There are two basic approaches to valuing common stock. The first is the fundamental approach, which looks at the actual financial status of the corporation, such as the financial statements we studied in the Quantitative Methods section. The second is the technical approach, which relies on charts and patterns to forecast future stock movements.

1. Fundamental analysis
This approach focuses on factors such as:
• Experience of the company's management
• Overall outlook for the industry sector
• Current and pipeline product lines of the company
• Market share
• Balance sheet and income statement

The fundamental analyst tries to assess whether a company's stock is undervalued or overvalued based on its business prospects.

• The dividend discount model (DDM) is a tool used by fundamental analysts to calculate what the market price of a stock should be.
• DDM uses a present value calculation based on a stock's estimated future dividends.
• The stock is considered undervalued if the market price is less than this calculated amount.
• One difficulty of using this model is that projected future dividends may be higher or lower than those that actually occur over time.
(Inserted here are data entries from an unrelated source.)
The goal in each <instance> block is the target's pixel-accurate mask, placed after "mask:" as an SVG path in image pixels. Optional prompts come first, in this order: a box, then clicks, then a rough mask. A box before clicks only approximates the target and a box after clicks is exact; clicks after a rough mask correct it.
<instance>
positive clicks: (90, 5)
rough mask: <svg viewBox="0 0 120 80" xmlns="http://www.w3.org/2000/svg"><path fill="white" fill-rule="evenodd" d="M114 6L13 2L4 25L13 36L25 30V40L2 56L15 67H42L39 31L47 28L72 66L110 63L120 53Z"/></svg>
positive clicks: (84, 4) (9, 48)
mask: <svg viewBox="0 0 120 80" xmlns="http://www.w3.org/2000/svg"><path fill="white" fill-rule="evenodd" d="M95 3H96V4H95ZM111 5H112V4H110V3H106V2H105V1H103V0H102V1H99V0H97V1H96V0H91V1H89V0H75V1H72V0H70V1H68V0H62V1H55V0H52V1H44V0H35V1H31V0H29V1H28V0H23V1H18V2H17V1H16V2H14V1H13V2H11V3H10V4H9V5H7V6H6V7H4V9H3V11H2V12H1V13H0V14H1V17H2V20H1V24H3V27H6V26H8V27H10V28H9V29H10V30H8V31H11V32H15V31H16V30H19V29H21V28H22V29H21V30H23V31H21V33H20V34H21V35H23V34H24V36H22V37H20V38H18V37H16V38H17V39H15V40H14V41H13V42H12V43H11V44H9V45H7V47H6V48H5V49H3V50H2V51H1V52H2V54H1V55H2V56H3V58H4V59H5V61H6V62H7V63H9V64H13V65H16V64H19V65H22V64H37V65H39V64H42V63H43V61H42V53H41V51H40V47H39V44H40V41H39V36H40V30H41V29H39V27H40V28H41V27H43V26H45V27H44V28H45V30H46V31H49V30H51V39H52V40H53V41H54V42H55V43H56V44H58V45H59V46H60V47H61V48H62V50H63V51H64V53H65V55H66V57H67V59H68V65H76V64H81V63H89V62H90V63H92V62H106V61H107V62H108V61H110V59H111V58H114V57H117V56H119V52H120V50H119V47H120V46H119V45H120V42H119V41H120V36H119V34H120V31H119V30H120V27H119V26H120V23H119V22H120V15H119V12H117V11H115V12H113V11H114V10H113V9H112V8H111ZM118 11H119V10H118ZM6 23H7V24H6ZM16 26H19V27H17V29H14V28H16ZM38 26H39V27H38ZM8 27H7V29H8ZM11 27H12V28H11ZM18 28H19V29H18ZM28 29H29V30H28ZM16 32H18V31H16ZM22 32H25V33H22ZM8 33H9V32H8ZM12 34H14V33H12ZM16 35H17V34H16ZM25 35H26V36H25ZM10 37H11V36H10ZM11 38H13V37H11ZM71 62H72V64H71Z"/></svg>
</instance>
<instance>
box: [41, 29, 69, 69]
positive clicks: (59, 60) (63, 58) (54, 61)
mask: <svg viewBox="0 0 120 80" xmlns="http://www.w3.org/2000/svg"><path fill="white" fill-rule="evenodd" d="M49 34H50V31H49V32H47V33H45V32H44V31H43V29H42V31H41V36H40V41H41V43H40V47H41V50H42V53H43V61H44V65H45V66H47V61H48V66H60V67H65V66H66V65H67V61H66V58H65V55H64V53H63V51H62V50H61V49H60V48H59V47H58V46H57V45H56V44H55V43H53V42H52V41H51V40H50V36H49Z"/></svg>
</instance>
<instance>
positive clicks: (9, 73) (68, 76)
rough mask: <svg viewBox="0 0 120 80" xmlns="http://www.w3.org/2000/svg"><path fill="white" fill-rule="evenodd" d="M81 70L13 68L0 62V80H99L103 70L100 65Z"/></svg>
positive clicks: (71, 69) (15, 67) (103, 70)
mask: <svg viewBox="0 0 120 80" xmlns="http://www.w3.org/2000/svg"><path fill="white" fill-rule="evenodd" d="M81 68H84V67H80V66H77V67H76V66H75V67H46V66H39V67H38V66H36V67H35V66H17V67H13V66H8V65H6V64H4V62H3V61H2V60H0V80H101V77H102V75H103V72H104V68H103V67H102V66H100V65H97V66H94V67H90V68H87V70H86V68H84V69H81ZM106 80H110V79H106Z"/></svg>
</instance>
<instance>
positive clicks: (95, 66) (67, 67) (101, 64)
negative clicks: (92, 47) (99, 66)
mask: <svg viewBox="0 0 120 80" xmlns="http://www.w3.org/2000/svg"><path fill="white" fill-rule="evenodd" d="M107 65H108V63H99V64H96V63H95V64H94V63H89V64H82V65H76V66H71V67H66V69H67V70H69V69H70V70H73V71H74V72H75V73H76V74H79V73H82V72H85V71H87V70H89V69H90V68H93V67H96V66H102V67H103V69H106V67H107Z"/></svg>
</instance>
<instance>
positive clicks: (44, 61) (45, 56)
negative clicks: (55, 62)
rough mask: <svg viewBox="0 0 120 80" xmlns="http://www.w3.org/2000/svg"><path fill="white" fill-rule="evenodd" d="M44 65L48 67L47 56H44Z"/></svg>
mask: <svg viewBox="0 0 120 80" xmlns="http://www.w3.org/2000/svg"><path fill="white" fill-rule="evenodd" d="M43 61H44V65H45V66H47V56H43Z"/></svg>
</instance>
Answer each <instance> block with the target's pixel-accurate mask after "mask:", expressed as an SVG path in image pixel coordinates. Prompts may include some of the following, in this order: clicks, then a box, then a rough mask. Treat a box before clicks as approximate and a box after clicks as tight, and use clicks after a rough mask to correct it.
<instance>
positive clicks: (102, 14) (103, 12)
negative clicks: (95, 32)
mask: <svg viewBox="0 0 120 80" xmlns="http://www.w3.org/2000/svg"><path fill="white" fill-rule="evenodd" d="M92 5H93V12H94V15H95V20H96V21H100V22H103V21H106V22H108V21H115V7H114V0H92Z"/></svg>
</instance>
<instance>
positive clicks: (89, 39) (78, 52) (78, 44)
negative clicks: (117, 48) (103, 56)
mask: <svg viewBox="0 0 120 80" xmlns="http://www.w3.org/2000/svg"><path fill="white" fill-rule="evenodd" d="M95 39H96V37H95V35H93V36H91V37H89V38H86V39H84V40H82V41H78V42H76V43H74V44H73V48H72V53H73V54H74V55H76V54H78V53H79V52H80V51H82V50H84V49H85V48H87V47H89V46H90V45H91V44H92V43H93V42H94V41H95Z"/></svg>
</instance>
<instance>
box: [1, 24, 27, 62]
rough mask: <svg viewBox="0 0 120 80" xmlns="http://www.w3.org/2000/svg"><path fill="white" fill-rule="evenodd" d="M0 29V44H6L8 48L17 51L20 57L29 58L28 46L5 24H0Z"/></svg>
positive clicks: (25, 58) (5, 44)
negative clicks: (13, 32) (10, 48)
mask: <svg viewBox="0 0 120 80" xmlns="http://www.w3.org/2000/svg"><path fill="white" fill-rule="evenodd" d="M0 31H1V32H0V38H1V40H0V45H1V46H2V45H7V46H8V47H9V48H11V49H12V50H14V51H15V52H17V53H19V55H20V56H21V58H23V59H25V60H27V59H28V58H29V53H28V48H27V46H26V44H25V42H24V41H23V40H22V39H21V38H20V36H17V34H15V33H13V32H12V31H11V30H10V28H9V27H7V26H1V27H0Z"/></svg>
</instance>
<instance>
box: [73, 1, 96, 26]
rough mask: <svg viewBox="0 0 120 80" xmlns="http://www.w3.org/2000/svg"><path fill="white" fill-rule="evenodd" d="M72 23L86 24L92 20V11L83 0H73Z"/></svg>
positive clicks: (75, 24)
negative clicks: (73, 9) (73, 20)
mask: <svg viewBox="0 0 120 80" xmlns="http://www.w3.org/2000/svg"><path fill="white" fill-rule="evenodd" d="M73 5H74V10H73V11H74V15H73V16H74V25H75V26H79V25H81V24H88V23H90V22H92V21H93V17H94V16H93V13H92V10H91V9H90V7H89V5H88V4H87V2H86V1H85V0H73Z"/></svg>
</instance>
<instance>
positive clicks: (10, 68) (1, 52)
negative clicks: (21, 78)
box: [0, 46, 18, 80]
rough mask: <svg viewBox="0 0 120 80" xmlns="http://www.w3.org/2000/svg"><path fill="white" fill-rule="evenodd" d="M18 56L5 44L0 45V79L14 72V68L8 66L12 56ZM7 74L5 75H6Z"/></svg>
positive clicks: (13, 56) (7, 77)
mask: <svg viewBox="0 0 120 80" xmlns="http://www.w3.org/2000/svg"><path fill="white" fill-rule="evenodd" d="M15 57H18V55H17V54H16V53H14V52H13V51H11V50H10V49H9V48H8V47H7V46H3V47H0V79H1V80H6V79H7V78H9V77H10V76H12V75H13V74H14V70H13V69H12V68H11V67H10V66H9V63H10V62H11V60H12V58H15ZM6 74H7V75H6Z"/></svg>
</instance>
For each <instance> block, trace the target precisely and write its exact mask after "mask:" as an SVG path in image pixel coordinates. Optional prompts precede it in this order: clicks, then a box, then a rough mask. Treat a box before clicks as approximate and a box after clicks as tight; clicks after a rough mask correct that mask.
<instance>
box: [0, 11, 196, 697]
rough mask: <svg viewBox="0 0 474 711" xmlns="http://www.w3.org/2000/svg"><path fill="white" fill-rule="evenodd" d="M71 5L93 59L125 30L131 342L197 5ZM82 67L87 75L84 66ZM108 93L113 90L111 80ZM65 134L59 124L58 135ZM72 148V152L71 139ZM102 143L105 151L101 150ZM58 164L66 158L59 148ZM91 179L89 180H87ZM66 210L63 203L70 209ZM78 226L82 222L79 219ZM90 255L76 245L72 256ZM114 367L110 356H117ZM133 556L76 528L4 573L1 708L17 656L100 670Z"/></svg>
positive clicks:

The dividend discount model is one of the oldest and most conservative methods of stock valuation. The article Digging Deeper Into the Dividend Discount Model examines the assumptions underlying the DDM.

1. Technical analysis
This approach relies on charts and patterns to project the future movements of a particular stock or market index. These are the major measures used by technical analysts:
• Volume - the number of shares trading is considered a signal of strength or weakness. For example, if a stock price increases on strong volume, this is considered more significant than a price increase on weak volume.
• Advance/Decline Ratio - this measures the overall health or "breadth" of the market by comparing the number of issues that increased in price against the number that decreased in price.
• Support and Resistance - this refers to the levels where a stock price comes under pressure. The support level is the "bottom" line in a typical chart, while the resistance level is the "top" line. The following charts illustrate the support and resistance lines for typical stock charts.
 Figure 9.1: Support
 Figure 9.2: Resistance

See the Technical Analysis tutorial for an easy-to-understand outlook on the various tools used in technical analysis, including moving averages, relative strength index (RSI), Bollinger bands, stock chart patterns and much more.

Here are two sample exam questions on stock valuation:

1. Those who predict stock values based on calculations of the present value of future dividends are using which stock valuation tool?
1. Technical analysis
2. Dividend correlation model
3. Dividend discount model
4. Expected return model

2. Using technical analysis, if XYZ stock is trading near its resistance price, it is said to be:
1. Oversold
2. Overbought
4. Inverse

The correct answer is "b". However, if the stock were trading near its support price, it would be described as oversold.